Nobody likes to think about worse-case scenarios, but understanding their potential for financial impact is important. How would you pay your share of the expenses if you were off work for a long time? How would your partner cope financially if you weren’t around anymore? There are different types of life insurance designed to protect the people you care for most by providing you or them with money if something happened to you.
- Life cover is designed to help out with a lump sum payment if the insured person dies or is diagnosed as terminally ill and given less than 12-months to live.

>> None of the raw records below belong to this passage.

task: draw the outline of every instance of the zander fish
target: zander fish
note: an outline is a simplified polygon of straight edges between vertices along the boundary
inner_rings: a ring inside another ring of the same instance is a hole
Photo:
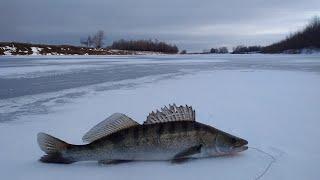
[[[143,124],[115,113],[94,126],[83,138],[88,144],[73,145],[45,133],[38,144],[45,163],[99,161],[170,160],[228,155],[248,149],[248,142],[209,125],[195,121],[189,106],[169,105],[152,112]]]

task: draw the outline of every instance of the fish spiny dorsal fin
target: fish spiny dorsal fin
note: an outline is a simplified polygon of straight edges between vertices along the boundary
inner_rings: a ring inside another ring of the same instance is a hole
[[[114,113],[104,121],[91,128],[83,137],[84,142],[92,142],[122,129],[140,125],[121,113]]]
[[[155,124],[171,121],[195,121],[195,111],[191,106],[170,105],[164,106],[161,111],[149,113],[147,120],[143,124]]]

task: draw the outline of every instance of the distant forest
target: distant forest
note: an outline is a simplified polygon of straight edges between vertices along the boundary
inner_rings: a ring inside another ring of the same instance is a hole
[[[244,46],[233,48],[232,54],[250,53],[301,53],[303,49],[320,49],[320,18],[314,17],[306,27],[296,33],[290,34],[284,40],[269,46]]]
[[[263,53],[300,53],[301,49],[320,48],[320,18],[314,17],[302,30],[289,35],[286,39],[262,48]]]
[[[237,46],[233,48],[232,54],[248,54],[248,53],[261,53],[261,46]]]
[[[114,41],[110,49],[120,49],[129,51],[152,51],[168,54],[176,54],[179,49],[176,45],[167,44],[158,40],[124,40]]]

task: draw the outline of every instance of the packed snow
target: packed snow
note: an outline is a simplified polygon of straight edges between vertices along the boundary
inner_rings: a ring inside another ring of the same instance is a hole
[[[317,55],[2,57],[0,72],[4,179],[291,180],[320,175]],[[38,132],[81,144],[86,131],[114,112],[143,122],[149,112],[170,103],[192,105],[198,121],[248,140],[251,148],[184,164],[38,161],[44,154]]]

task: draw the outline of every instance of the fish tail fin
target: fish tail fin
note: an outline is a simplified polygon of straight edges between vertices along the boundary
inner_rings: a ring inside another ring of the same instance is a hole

- Trauma cover pays a lump sum if the insured person suffers from any of the conditions and the specified definition listed in the policy. With Fidelity Life Trauma cover, more than 40 conditions are covered, including heart attack, stroke and some forms of cancer.
- Total and permanent disability cover (TPD cover) pays a lump sum if you become permanently disabled, due to illness or injury and it’s unlikely you will ever work again. If you don’t have a paying job cover may still be available, but it will be assessed differently. More about TPD cover.
- Income protection helps out if you can’t work for an extended period, due to illness or injury. Payments start after a waiting period, which you choose when you take out the cover. You also choose how long you’d like monthly payments to continue for while you are ill or injured and couldn’t work. After the agreed waiting period, income protection cover can provide you with a monthly income. See our customer brochure about Income protection.
- Mortgage protection provides an agreed monthly payment when you’re unable to work due to illness or injury. The money can be put towards mortgage repayments, rent payments or any other expense. Payments start after a waiting period, which you choose when you get cover. And just like income protection, you also choose how long you’d like monthly payments to continue for while you are ill or injured and couldn’t work. At Fidelity Life, this type of protection is called Monthly mortgage repayment cover.
When to start your marriage insurance plans.
Whether you decide to put life insurance in place before or after the wedding is totally up to you, however getting it done before gets one more thing off your ‘to do’ list. If one of you will be changing their name, it’s easy to update your life insurance policy after the wedding.
To better understand what type (or types) of cover you and your partner need, as well as how much to get, we recommend you talk to a financial adviser. It’s a way to ensure you’ll get cover that fits your needs.
DISCLAIMER: The information contained in this article is a summary of the key points of the insurance cover(s) mentioned and is general in nature. This article does not constitute a financial advice service. All covers are subject to the definitions, standard exclusions/limitations, terms and conditions contained in the full policy documentation which is available from Fidelity Life or your financial adviser who holds a Distribution Agreement with Fidelity Life. All applications for cover are subject to underwriting criteria.